The news brought jubilation and delight to South Africans, who have closely followed the state of health of the antiapartheid leader since he was hospitalized on June 8. We will eat very close to Tata, said one of his daughters, Zindzi, euphorically.
At the Union Buildings, the Presidential Palace, from where Mandela led the country from 1994 to 1999, several events were held to celebrate the birthday of one of the world’s most beloved politicians.
Tata is watching TV with headphones and we will be with him soon in a family lunch, one of the things he most enjoys, said Zindzi with tears in her eyes.
“His doctors confirmed that his health is improving regularly,” the South African presidency pointed out for the first time in a communiqué issued by President Jacob Zuma to wish Madiba a happy birthday.
We thank all our people for supporting Madiba during his hospitalization with eternal love and compassion. We are proud of calling this international icon one of ours, South African, and we wish him good health, Zuma said.
Actor Morgan Freeman, who played Mandela in Clint Eastwood’s film “Invictus”, and singer Harry Belafonte, sent heartfelt messages of affection and admiration to the man who spent 27 years in prison.

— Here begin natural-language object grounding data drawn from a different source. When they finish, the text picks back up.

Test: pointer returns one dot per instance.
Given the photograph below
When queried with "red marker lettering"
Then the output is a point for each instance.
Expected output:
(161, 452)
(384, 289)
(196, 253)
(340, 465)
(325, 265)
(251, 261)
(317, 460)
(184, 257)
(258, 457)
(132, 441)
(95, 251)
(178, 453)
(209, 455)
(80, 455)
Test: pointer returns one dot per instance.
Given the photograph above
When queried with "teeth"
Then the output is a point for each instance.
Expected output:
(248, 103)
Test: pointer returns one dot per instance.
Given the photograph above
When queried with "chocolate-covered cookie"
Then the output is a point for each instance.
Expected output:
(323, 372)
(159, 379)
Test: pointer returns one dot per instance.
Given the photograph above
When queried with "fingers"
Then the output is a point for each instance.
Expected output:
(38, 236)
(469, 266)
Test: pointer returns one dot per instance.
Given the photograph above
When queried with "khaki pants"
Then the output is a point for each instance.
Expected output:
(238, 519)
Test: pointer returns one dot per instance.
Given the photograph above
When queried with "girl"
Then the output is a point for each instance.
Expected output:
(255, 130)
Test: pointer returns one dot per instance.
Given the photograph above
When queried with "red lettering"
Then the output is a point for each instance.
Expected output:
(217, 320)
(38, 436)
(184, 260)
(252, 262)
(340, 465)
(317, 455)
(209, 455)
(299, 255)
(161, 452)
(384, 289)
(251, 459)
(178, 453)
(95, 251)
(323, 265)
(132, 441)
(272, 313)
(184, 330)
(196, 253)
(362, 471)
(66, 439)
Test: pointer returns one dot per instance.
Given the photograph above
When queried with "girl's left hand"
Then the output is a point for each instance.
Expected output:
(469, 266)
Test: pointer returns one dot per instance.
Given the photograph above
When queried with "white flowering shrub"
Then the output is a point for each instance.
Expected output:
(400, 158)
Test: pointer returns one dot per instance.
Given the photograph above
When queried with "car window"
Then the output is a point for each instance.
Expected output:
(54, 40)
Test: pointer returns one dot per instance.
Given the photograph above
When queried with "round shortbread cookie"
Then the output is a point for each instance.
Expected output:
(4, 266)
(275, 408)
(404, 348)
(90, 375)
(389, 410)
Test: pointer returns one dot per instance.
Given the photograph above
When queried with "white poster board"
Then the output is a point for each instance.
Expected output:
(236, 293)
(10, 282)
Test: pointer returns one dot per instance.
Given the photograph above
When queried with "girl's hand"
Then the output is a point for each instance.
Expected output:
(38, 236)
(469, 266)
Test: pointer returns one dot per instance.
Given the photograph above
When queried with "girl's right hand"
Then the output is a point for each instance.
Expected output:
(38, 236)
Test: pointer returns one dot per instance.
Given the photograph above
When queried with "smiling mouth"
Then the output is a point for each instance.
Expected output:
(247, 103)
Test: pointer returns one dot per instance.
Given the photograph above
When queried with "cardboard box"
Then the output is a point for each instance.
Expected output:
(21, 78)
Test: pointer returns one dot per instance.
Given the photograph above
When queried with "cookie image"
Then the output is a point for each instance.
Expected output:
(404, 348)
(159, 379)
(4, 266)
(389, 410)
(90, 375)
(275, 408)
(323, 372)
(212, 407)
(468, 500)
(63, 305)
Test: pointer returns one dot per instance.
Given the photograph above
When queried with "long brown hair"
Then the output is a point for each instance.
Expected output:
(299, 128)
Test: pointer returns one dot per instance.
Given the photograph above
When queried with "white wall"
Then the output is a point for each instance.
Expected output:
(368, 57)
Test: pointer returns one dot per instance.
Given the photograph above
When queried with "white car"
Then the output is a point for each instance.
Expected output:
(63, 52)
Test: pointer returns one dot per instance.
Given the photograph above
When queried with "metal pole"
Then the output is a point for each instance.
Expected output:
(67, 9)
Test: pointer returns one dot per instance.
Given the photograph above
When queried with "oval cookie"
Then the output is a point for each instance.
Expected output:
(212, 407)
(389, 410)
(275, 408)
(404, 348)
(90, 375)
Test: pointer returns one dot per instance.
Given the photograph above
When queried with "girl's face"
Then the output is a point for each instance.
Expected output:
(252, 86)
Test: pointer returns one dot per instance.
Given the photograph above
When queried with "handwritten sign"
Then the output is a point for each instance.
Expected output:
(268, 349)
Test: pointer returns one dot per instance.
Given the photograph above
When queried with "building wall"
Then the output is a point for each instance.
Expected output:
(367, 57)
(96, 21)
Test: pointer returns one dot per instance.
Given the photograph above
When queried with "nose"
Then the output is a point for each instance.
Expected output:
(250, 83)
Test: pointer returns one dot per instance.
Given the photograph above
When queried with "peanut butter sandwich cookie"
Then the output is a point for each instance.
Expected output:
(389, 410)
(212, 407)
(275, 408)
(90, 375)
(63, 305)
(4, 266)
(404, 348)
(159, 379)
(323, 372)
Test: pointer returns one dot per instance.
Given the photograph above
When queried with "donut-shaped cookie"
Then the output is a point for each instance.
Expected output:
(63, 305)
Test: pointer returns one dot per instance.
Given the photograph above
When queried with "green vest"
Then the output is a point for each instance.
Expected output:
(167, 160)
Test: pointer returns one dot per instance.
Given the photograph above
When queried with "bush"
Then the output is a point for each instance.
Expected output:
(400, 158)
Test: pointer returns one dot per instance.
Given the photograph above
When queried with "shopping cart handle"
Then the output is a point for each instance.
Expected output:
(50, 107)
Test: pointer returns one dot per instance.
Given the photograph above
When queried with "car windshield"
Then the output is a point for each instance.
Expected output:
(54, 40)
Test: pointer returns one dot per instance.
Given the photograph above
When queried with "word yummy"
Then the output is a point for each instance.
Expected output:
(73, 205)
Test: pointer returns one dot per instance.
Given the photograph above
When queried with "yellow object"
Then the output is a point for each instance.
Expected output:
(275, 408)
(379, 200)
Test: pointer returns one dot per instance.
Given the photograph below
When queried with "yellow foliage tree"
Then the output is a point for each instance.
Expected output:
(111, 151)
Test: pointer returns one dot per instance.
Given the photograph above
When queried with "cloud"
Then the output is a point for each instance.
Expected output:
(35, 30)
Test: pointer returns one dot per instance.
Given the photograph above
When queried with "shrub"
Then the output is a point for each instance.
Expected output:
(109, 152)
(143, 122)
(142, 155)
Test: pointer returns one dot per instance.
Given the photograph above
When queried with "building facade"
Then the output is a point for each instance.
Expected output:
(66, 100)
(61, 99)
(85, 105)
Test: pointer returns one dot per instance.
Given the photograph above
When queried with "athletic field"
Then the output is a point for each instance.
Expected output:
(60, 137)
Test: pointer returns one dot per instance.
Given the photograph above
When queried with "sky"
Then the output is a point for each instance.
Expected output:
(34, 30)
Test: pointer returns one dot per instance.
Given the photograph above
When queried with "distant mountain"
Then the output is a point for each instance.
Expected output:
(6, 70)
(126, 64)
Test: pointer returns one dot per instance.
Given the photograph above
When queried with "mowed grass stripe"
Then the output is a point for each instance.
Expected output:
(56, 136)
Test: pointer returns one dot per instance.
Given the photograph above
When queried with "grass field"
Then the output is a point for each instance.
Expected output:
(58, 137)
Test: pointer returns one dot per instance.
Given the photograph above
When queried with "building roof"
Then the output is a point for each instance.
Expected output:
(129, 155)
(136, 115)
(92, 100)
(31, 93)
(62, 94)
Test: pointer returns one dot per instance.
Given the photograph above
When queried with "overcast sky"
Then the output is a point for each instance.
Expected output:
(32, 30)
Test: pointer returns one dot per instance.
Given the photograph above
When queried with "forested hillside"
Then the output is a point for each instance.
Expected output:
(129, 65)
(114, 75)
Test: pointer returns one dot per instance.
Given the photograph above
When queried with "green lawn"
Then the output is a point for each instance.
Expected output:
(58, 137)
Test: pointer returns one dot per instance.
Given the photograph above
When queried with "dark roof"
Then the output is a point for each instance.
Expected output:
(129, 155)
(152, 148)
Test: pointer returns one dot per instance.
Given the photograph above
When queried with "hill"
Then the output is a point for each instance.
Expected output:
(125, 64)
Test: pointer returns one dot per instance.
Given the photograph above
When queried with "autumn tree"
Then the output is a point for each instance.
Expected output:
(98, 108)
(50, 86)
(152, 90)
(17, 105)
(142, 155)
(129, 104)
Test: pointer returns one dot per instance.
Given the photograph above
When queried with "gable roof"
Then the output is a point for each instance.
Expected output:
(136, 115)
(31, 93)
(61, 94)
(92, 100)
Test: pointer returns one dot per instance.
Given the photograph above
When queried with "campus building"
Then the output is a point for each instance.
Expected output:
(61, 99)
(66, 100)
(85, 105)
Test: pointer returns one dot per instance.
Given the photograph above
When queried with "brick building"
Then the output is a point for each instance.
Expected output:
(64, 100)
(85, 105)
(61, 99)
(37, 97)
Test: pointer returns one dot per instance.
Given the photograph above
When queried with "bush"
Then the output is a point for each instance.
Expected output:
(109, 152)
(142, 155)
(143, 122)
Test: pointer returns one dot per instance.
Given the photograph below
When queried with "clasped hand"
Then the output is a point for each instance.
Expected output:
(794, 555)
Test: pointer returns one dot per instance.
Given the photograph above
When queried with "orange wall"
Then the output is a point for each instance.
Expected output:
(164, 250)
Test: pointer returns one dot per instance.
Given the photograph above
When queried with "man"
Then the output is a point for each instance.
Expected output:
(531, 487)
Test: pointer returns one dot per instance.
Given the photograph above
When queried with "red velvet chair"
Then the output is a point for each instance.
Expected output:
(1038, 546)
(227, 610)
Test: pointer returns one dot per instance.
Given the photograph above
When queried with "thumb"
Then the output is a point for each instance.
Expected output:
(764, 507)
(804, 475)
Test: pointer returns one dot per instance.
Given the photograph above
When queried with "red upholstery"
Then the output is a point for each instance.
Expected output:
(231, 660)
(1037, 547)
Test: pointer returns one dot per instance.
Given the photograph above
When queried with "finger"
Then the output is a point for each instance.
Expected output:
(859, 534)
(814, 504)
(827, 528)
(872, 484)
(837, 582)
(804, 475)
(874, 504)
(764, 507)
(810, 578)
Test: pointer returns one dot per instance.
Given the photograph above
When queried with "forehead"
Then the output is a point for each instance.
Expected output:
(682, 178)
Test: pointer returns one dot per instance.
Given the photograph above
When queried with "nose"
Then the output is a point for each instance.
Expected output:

His example of forgiveness and reconciliation, tenacity and integrity, is immense, said the Hollywood stars, who were joined by international figures like UN Secretary General Ban Ki-moon.
Women who in the past staged a peaceful march to protest against the regime of racial segregation in South Africa, gathered today at the Union Buildings to receive their identity cards of “their free, sovereign and democratic country”.
The symbolic event served to recognize black and white people who inspired in Mandela were part of the emancipating battles by South African society, including two women aged 109 and 98.
In addition, the last president of the South African racist regime, Frederick De Klerk, joined the congratulatory events and noted “Nelson Mandela’s extraordinary contribution to the country” on the 95th birthday of the Nobel Prize winner.
On the day of his birthday, we should commemorate his extraordinary contribution to South Africa and its entire people, said De Klerk in a communiqué.